Having girded my loins for battle, I entered the fray with equal parts of high hope and stern determination, convinced as I was of the righteousness of my cause, only to be gobsmacked by the mother of all gobsmackery at my first contact with the trolls of the corporate bureaucracy. It seems that yes, the company is dropping my account, and the reason why they are dropping my account is that the company is going bankrupt.  When I say they are going bankrupt, I do not mean that they are filing for Chapter 11 so that they can reorganize the company, restructure its debts, and then get back on its corporate feet leaner and meaner than before; I mean they are going into liquidation, as in they are soon to be one with the choir invisible, the silent majority, and the Norwegian blue parrot, a remarkable bird that spends more time than it ought to pining for the fjords.  Lovely plumage, though. In short, this company is flat on its ass.  

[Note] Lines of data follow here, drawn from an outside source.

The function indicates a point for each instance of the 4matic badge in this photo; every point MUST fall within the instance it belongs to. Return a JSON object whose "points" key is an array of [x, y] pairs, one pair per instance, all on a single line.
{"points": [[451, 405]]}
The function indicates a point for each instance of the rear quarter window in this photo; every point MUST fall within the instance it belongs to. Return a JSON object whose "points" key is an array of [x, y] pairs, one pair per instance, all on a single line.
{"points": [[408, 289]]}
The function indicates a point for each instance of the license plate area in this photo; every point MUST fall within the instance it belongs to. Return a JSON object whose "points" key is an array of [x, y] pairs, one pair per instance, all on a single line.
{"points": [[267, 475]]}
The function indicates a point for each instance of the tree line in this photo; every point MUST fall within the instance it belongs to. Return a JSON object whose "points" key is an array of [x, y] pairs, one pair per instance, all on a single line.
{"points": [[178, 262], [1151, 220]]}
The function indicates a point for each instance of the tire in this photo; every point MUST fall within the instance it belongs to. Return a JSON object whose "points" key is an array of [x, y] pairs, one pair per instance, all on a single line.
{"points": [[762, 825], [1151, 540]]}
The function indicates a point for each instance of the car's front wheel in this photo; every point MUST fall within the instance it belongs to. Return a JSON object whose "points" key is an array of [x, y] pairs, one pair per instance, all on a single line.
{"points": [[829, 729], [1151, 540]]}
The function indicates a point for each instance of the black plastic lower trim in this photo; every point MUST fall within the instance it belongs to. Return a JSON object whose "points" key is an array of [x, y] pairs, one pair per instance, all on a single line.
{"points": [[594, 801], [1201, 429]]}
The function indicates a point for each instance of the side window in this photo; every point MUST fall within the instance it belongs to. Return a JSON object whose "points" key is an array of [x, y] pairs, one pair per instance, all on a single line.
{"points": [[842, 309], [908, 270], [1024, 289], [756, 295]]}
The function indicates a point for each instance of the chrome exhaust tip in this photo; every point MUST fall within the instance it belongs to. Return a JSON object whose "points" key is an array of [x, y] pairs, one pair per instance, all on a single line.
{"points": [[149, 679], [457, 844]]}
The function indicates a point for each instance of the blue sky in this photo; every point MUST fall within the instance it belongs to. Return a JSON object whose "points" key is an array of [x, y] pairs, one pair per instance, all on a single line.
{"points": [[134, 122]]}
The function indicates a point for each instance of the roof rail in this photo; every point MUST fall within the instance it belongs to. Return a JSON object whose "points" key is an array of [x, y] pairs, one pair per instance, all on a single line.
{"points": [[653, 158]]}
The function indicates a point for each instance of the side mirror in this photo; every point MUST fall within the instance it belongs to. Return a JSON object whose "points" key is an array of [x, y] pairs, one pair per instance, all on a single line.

I was stunned, first by its immediate implications—where do I get my supplies now—and then by a growing disquiet. We live in an age in which the media and the government describe diabetes as an epidemic, a condition affecting more and more people than ever before. How then, in a market where the supply of customers is growing ever larger, both individually and in the aggregate (yes, this is a fat joke, just in case you were wondering), and where said customers need their insulin and lancets and alcohol swabs and glucose meters, etc. in the same way that junkies need their daily fix, does a company with a captive and ever-growing market have so little business sense that circumstances force it into bankruptcy?  One need only look at the ever-expanding American waistline to know that there is gold in them there lardasses and only a fool could fail to profit from the wealth created by years of junk food and Coca-Cola. Apparently, this company found all the fools who could fail to profit from these circumstances and gave them positions of great corporate responsibility, which has led to the inevitable situation the company and all of its customers now find themselves. Well, character is destiny, the ancient Greeks believed, and I am sure that all of the aforementioned fools will find good government jobs where their foolishness will do as little harm as possible. They could, for example, go to work for the Vampire State’s health insurance plan, where those of us who need our diabetic supplies go to find out where we are going to get our supplies now that the old supplier has gone the way of all flesh, and where they could tell the people who run that plan that the company the plan's voice-mail keeps referring people to has gone out of business. Finding oneself trapped on a Mobius loop is a disagreeable experience, to say the least, and I do wish that if the state has to do business with pharmaceuticals that they do business with a Mexican drug cartel, an organization that clearly knows how to make money selling drugs, unlike the clods they're working with now.  But that would make sense and we can’t have any of that, can we? As Governor Lepetomane quite rightly pointed out, we have to protect our phony baloney jobs, gentlemen!